La ministre des Finances, Nicola Willis, a critiqué la gestion de la politique monétaire par la banque centrale, soulignant les effets néfastes de ses mesures de contrôle de l'inflation sur la croissance économique.

« Le déclin reflète l’impact de l’inflation élevée sur l’économie », a déclaré Willis, reconnaissant le rôle de la banque centrale dans la création de la récession.

Le ministre a également noté que de nouvelles révisions des projections budgétaires pourraient être nécessaires pour tenir compte de recettes plus faibles que prévu.

Les défis fiscaux et économiques s’accentuent

La récession économique a fait dérailler les plans de relance budgétaire du gouvernement, les déficits budgétaires devant désormais persister pendant les cinq prochaines années.

Ces perspectives budgétaires sombres aggravent les défis auxquels sont confrontés les décideurs alors qu’ils évoluent dans un environnement mondial faible et une demande intérieure atone.

Les analystes mettent en garde contre le fait que le non-résolution de ces problèmes fiscaux et structurels pourrait conduire à une stagnation économique prolongée.

Le rapport de jeudi souligne la fragilité de l'économie néo-zélandaise, qui doit faire face à la double pression d'une inflation élevée et d'une Réserve fédérale américaine belliciste.

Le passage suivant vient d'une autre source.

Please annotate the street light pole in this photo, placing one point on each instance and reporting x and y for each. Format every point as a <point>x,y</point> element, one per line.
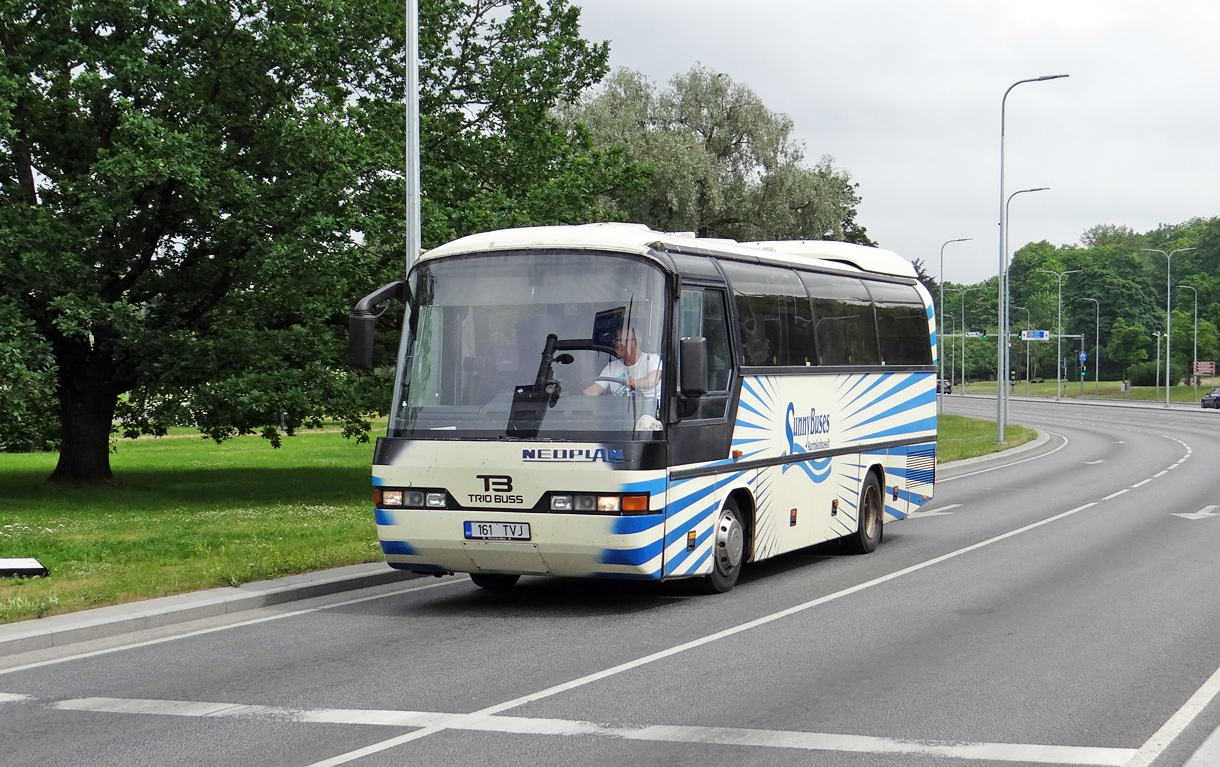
<point>1003,361</point>
<point>1157,335</point>
<point>940,356</point>
<point>1169,318</point>
<point>1194,371</point>
<point>1029,326</point>
<point>1059,340</point>
<point>1002,354</point>
<point>953,349</point>
<point>1097,345</point>
<point>964,292</point>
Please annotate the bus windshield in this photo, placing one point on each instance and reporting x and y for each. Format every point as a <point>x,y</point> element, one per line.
<point>532,345</point>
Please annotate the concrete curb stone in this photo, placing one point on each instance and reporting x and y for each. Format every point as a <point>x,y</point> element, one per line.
<point>86,624</point>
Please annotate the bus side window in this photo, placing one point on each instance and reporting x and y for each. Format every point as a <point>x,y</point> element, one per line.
<point>902,324</point>
<point>703,313</point>
<point>843,320</point>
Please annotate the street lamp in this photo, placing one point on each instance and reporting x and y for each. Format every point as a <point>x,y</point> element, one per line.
<point>1002,357</point>
<point>1029,324</point>
<point>1194,371</point>
<point>1059,339</point>
<point>964,292</point>
<point>953,346</point>
<point>940,355</point>
<point>1003,353</point>
<point>1157,335</point>
<point>1097,346</point>
<point>1169,271</point>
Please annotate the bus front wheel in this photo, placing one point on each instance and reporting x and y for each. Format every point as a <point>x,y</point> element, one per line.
<point>727,550</point>
<point>869,517</point>
<point>493,582</point>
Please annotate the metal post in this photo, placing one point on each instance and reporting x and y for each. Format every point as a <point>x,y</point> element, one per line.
<point>940,355</point>
<point>1169,317</point>
<point>1029,326</point>
<point>1097,348</point>
<point>1157,335</point>
<point>412,133</point>
<point>1059,340</point>
<point>1002,353</point>
<point>1002,367</point>
<point>1194,370</point>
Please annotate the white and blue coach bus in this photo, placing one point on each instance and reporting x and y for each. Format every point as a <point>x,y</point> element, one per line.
<point>794,403</point>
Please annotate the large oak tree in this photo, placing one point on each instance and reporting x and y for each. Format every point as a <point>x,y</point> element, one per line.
<point>193,194</point>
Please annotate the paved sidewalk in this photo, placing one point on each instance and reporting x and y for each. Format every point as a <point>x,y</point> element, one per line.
<point>67,628</point>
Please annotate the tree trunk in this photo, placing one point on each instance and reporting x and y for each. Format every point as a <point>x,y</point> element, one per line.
<point>88,398</point>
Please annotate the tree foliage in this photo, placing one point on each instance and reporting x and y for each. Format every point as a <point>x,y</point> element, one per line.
<point>193,195</point>
<point>724,164</point>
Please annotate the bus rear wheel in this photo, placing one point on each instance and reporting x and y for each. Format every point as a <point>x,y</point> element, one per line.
<point>494,582</point>
<point>869,518</point>
<point>727,550</point>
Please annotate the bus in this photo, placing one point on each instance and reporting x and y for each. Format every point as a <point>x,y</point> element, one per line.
<point>610,401</point>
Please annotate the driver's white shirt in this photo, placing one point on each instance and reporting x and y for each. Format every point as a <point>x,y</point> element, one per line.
<point>643,366</point>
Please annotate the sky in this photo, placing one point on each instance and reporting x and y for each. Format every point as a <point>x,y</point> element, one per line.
<point>905,96</point>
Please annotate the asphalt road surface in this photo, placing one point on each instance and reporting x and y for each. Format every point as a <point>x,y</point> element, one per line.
<point>1055,606</point>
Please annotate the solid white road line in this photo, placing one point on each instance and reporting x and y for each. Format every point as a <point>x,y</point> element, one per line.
<point>342,759</point>
<point>228,626</point>
<point>655,733</point>
<point>1176,723</point>
<point>1208,754</point>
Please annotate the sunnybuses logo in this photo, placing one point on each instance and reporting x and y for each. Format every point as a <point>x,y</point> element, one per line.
<point>805,434</point>
<point>811,431</point>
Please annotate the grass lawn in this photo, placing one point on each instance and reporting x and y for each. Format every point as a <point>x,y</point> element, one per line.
<point>1105,390</point>
<point>188,513</point>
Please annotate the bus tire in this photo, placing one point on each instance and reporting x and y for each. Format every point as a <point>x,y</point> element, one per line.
<point>869,517</point>
<point>494,582</point>
<point>727,550</point>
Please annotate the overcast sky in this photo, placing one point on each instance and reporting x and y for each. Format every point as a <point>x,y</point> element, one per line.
<point>905,95</point>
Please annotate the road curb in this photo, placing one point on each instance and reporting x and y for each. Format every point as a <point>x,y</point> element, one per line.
<point>100,622</point>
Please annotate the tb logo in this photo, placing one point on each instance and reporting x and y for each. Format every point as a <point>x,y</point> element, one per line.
<point>497,483</point>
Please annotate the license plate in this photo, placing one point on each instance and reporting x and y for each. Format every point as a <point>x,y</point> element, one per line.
<point>497,531</point>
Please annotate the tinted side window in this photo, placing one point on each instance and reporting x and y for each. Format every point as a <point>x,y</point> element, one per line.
<point>774,321</point>
<point>843,320</point>
<point>703,313</point>
<point>902,324</point>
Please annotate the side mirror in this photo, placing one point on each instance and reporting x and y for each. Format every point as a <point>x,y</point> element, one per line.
<point>694,367</point>
<point>362,323</point>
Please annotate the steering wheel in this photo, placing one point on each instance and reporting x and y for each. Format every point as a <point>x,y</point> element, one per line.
<point>608,379</point>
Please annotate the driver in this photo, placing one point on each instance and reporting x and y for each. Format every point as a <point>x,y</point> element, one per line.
<point>633,368</point>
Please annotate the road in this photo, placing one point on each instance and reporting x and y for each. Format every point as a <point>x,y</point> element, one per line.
<point>1057,606</point>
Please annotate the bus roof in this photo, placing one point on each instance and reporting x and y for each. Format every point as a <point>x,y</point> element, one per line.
<point>639,239</point>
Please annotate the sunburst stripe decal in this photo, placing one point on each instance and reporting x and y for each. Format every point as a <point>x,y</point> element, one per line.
<point>902,383</point>
<point>922,398</point>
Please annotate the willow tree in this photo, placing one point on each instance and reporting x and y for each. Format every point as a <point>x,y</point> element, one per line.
<point>194,194</point>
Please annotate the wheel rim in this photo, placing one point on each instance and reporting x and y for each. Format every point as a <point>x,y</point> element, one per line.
<point>730,542</point>
<point>871,513</point>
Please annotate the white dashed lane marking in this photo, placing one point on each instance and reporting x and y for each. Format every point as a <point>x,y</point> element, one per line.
<point>654,733</point>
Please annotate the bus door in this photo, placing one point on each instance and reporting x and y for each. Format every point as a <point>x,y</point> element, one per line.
<point>702,437</point>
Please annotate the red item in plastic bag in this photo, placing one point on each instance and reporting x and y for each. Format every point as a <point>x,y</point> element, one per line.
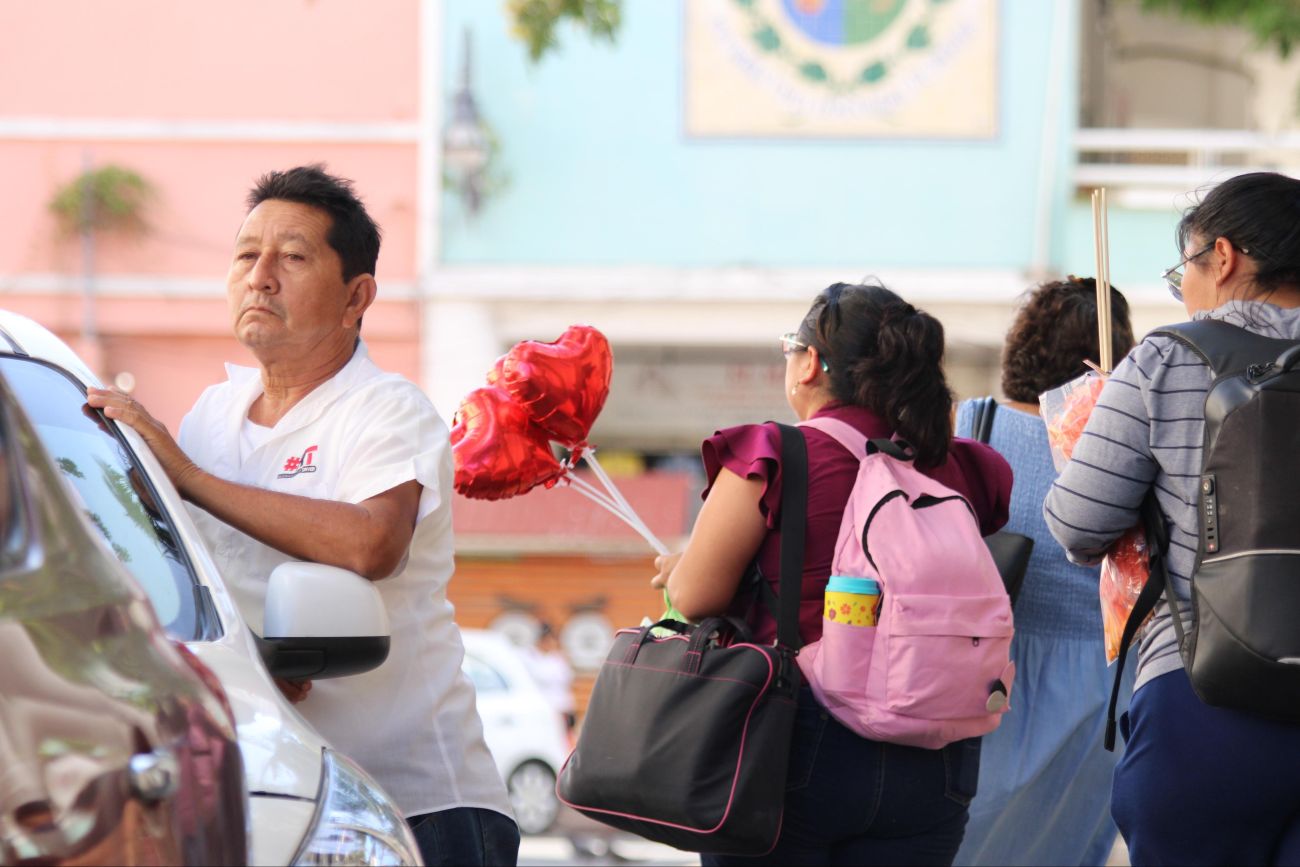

Ce dernier a maintenu une position monétaire plus stricte, pesant davantage sur le dollar néo-zélandais et le sentiment du marché mondial.

Les économistes avertissent que la récession de la Nouvelle-Zélande pourrait s'aggraver sans une action politique décisive.

Si les baisses de taux peuvent offrir un soulagement temporaire, les réformes structurelles et les mesures budgétaires seront cruciales pour relancer la croissance et stabiliser l’économie à long terme.